Ravn Webveveriet logo

Modelling multi-language glossaries in EPUB

The epub-reader Unibok already had support for a glossary with one description, but one publisher wanted to add support for several translations. The reader would need to be adjusted so that readers could choose their target language, and then only the translation in the chosen language would be presented to them.

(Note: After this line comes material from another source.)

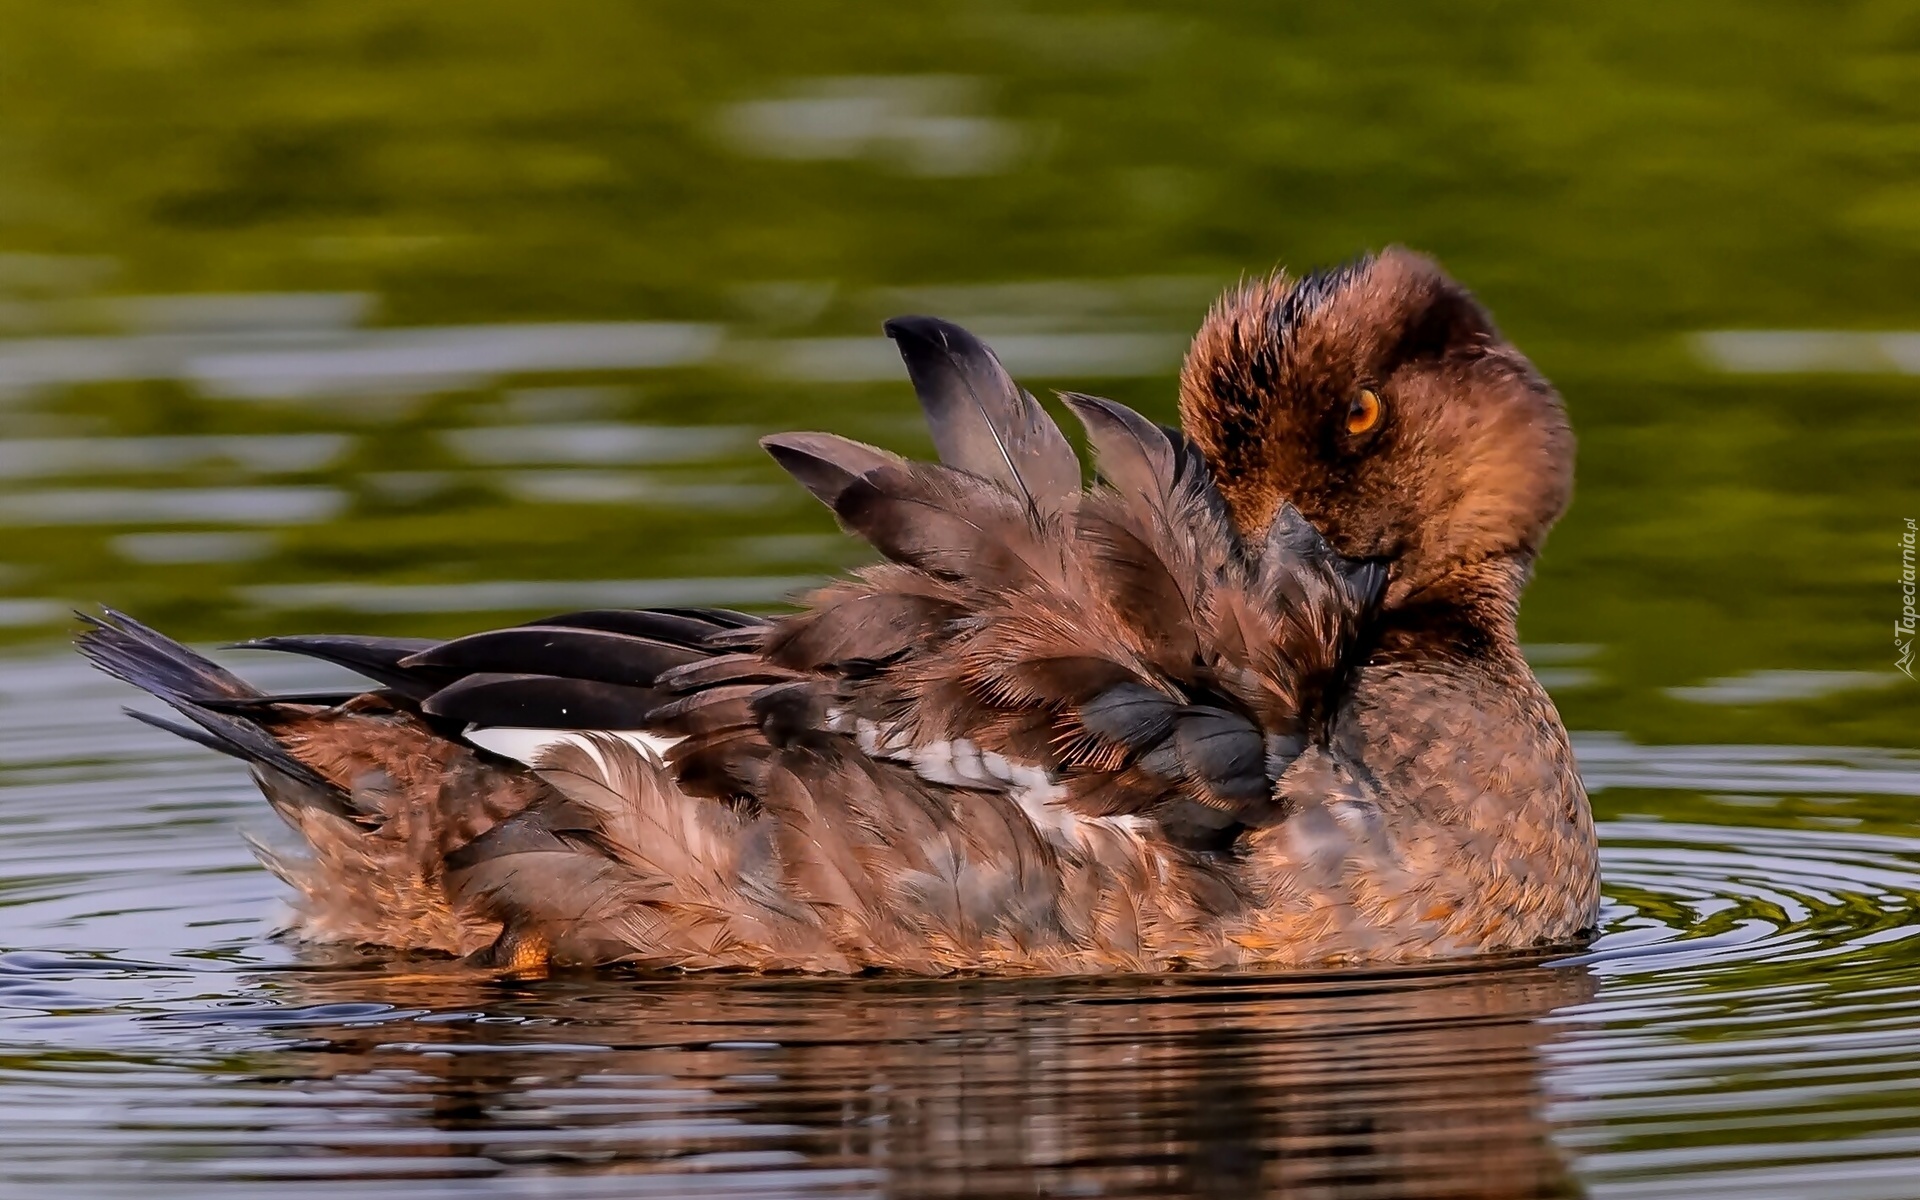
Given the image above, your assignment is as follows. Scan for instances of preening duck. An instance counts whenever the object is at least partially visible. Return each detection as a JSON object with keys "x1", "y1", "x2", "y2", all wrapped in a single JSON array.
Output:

Unibok is a solution for storing and reading epubs for teachers and pupils in Norwegian schools. The reader is based on the Readium framework, and the books are all reflowable EPUB 3. The publishers create the EPUBs specifically for Unibok, and the schools buy annual licenses in order to access the books.

ePUB logo

The problem

For a new book, one publisher needed to include glossary with translations in several languages, for pupils who have recently moved to Norway and are learning Norwegian. We already have support for glossary with one description, but needed to add support for several translations. The reader would need to be adjusted so that pupils can choose their target language, and then only the translation in the chosen language will be presented to them.

For this to work, the EPUB would need to include the translations in a format that the reader can understand, and then the reader would need to select the correct one based on user-settings.

Existing glossary markup:

<dl epub:type="glossary">
  <dt data-glossary="term" id="def1">
    <dfn>ord</dfn>
  </dt>
  <dd data-glossary="definition">
    <p>word</p>
  </dd>
</dl>

The standard

As far as we could tell, there is no description for this exact need in the standards for EPUB 3. The Dictionary and Glossary profile, which was finalized in its first version in 2015, describes some similar use cases, but not this one exactly.

One option for the solution would be to create the book as a dictionary publication, with the markup that the profile describes for such publications. The markup would look like this:

<body epub:type="dictionary" lang="no">
  <article id="def1"> 
    <dfn>ord</dfn>
    <span epub:type="tran" lang="en">word</span>
    <span epub:type="tran" lang="fr">mot</span>
  </article>
</body>

In addition, the publishers would need to include a search key map, which should list all possible versions of all the terms included in the dictionary file. This looks something like this:

<search-key-map xml:lang="no" xmlns="http://www.idpf.org/2007/ops">
  <search-key-group href="dict.xhtml#def1">
    <match title="ord" value="ord">
      <value value="ordet" />
      <value value="ordene" />
    </match>
  </search-key-group>
</search-key-map>

This seemed like a bit of an overkill for the publisher’s need, because it is meant for readers to know what to search for when a user clicks on a word in the text. In this case, the words would be predefined by the publisher, and it would not be possible for pupils to translate random words in the text.

The other option we identified, was to extend the current glossary-format to include descriptions in several languages, using the HTML lang-attribute.

The solution

After testing the two options, we decided to go with the smallest change to the existing solution, and extend the current glossary component to be allowed to include several description elements, each marked with the html lang-attribute. The reader will then display the option that matches the language selected by the pupil.

New glossary markup:

<dl epub:type="glossary">
  <dt data-glossary="term" id="def1">
    <dfn>ord</dfn>
  </dt>
  <dd data-glossary="definition" lang="en">
    <p>word</p>
  </dd>
  <dd data-glossary="definition" lang="fr">
    <p>mot</p>
  </dd>
</dl>

The trade-off

One leading principle for Unibok has always been to adhere to the standard, in such a way that the publishers should be able to reuse their EPUBs in any upcoming system that might arrive on the market. With this solution, this principle would be broken. However, since there is no standard that exactly answers to this specific need, that would probably be the case no matter what we ended up with.

In the end, we decided that it would be best to go for the pragmatic solution, and the one that wouldn’t add too much to the publisher’s production workflow.